Paolo stared at his grandfather talking face to face with Benvenuto. He had always treated Benvenuto with respect himself, of course. It was well known that Benvenuto would not sit on your knee, and scratched you if you tried to pick him up. He knew all cats helped spells on wonderfully. But he had not realized before that cats understood so much. And he was sure Benvenuto was answering Old Niccolo, from the listening sort of pauses his grandfather made. Paolo looked at his father to see if this was true. Antonio was very ill at ease. And Paolo understood from his father’s worried face that it was very important to be able to understand what cats said, and that Antonio never could. I shall have to start learning to understand Benvenuto, Paolo thought, very troubled.
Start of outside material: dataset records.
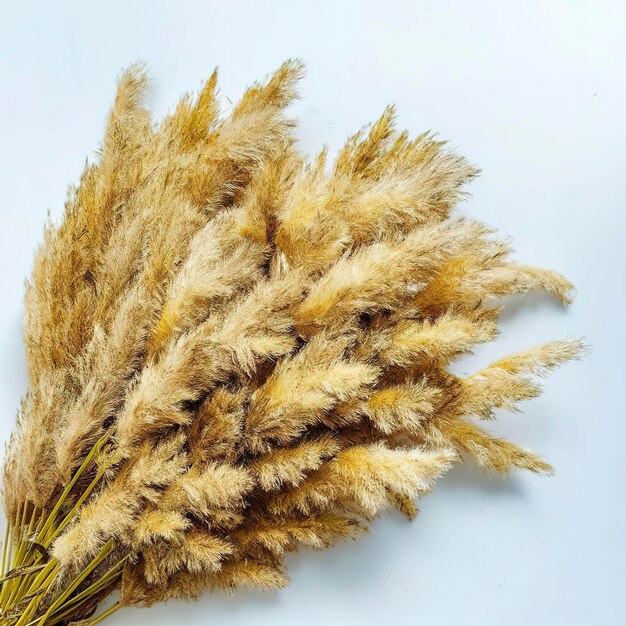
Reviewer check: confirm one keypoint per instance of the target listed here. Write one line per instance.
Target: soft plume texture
(235, 351)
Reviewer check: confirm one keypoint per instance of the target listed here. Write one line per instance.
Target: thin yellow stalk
(44, 584)
(106, 550)
(20, 558)
(104, 615)
(87, 461)
(66, 520)
(7, 533)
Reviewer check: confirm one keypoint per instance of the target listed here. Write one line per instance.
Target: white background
(532, 92)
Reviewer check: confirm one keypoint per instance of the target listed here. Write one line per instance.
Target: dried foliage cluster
(234, 352)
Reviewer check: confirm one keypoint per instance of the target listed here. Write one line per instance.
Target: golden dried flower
(234, 352)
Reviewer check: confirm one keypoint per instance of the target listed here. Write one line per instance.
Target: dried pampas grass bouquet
(234, 352)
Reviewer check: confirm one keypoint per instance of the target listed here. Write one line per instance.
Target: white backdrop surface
(535, 94)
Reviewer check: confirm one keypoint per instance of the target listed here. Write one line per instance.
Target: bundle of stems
(235, 352)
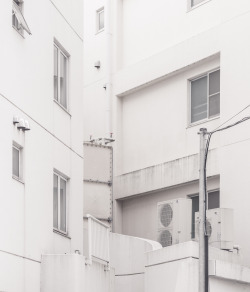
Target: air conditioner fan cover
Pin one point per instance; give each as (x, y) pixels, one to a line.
(165, 238)
(166, 215)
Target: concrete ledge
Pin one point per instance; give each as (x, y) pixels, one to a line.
(229, 271)
(184, 54)
(168, 174)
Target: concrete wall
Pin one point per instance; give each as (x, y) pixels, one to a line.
(175, 269)
(54, 141)
(156, 50)
(67, 273)
(127, 256)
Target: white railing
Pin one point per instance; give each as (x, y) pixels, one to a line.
(98, 240)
“Which of you would you suggest?” asked Old Niccolo. Benvenuto raised his right front paw and gave it a casual lick. Old Niccolo’s face curved into his beaming baby’s smile. “Look at that!” he said. “He’ll do it himself!” Benvenuto flicked the tip of his tail sideways. Then he was gone, leaping back to the window so fluidly and quickly that he might have been a paintbrush painting a dark line in the air. He left Aunt Francesca and Old Niccolo beaming, and Antonio still looking unhappy. “Tonino is taken care of,” Old Niccolo announced. “We shall not worry again unless he worries us.”
Chapter 2
Tonino was already feeling soothed by the bustle in the golden streets of Caprona. In the narrower streets, he walked down the crack of sunlight in the middle, with washing flapping overhead, playing that it was sudden death to tread on the shadows. In fact, he died a number of times before he got as far as the Corso. A crowd of tourists pushed him off the sun once. So did two carts and a carriage. And once, a long, gleaming car came slowly growling along, hooting hard to clear the way.